D. C. Sittig v. James Morgan.
    Where a sheriff has made a seizure on two executions, and there was a prior judicial mortgage to which he applied a portion of the proceeds, the property seized not having sold for enough to satisfy the writs, the only interest the judgment debtor has is to see that the proceeds of the sale be applied to the executions. He cannot sue for the money.
    The principle that there can be no sale on aji.fa. unless the price bid exceeds the amount of prior mortgages, does not apply to judicial mortgages.
    
      APPEAL from the District Court of St. Landiy, Overton, J. This was an action brought against the sheriff for the misappropriation of the proceeds of the sale of the plaintiff’s property made on two executions. The property did not sell for enough to pay the two executions. The sheriff applied a portion of the proceeds to the payment of a prior judicial mortgage.
    
      Linton and Martel, for plaintiff. Swayze, for defendant.
   The judgment of the court was pronounced by

Rost, J.

We concur with the district judge in this case, that the plaintiff has no claim against the defendant.

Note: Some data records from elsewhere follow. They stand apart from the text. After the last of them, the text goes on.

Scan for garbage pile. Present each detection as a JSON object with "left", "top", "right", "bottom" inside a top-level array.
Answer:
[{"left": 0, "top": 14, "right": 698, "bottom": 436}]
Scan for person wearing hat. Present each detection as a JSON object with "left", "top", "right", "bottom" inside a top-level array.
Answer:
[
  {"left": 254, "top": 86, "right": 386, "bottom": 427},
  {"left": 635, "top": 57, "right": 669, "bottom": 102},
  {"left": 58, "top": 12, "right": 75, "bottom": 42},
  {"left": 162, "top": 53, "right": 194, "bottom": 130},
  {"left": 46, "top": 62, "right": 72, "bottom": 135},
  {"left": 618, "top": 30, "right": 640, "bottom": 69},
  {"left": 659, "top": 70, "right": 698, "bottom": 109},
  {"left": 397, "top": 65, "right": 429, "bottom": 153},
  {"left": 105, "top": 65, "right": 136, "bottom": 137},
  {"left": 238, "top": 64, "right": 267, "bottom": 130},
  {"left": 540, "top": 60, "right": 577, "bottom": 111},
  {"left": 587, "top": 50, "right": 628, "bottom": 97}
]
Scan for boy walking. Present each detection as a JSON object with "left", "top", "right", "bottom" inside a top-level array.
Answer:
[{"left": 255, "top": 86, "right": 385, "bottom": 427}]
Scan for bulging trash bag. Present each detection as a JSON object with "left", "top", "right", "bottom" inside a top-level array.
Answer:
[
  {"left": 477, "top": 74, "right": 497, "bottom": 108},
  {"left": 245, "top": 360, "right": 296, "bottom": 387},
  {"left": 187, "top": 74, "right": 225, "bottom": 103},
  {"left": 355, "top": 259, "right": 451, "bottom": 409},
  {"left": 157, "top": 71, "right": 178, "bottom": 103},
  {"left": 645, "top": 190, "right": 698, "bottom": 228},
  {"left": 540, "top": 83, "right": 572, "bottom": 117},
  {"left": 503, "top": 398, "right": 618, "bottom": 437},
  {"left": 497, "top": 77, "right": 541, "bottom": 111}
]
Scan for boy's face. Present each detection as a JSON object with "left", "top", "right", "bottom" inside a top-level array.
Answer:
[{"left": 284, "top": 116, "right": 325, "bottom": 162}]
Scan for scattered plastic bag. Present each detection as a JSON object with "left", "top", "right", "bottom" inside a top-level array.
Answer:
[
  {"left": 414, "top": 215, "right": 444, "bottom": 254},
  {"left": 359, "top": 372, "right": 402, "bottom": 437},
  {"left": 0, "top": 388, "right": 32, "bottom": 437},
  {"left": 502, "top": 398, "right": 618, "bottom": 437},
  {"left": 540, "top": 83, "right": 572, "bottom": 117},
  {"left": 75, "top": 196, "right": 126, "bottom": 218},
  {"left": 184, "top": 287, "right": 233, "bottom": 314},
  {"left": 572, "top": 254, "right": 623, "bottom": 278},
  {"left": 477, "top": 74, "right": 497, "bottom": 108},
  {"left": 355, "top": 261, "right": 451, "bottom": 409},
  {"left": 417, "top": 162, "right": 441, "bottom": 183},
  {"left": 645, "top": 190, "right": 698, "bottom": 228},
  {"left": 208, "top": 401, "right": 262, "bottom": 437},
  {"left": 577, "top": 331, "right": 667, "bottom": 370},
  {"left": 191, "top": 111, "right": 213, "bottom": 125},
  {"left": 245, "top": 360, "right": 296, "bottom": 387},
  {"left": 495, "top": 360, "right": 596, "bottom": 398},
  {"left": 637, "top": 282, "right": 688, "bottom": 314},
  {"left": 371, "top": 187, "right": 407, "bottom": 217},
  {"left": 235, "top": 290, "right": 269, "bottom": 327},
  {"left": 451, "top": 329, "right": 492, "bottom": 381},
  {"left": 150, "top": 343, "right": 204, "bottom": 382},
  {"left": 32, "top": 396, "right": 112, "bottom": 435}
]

If it be true that the defendant had no right to apply the proceeds of the judicial sale of the two slaves seized to the oldest judicial mortgage existing upon them, and there were no privileges or conventional mortgages, those proceeds should have gone to the seizing creditors; and as they were not sufficient to satisfy the judgments under which the sale took place, the only right which the plaintiff can have is to see that they be thus appropriated; he cannot recover them himself unless he shows that those judgments have been satisfied. He alleges that the judicial sale was null because the price of adjudication was less than the amount of mortgages affecting the properly. We are of opinion that the rule does not apply to judicial mortgages; but if it did, the plaintiff has not made the purchasers parties to the suit, and has besides validated the sale by claiming the proceeds.

The judgment is affirmed, with costs.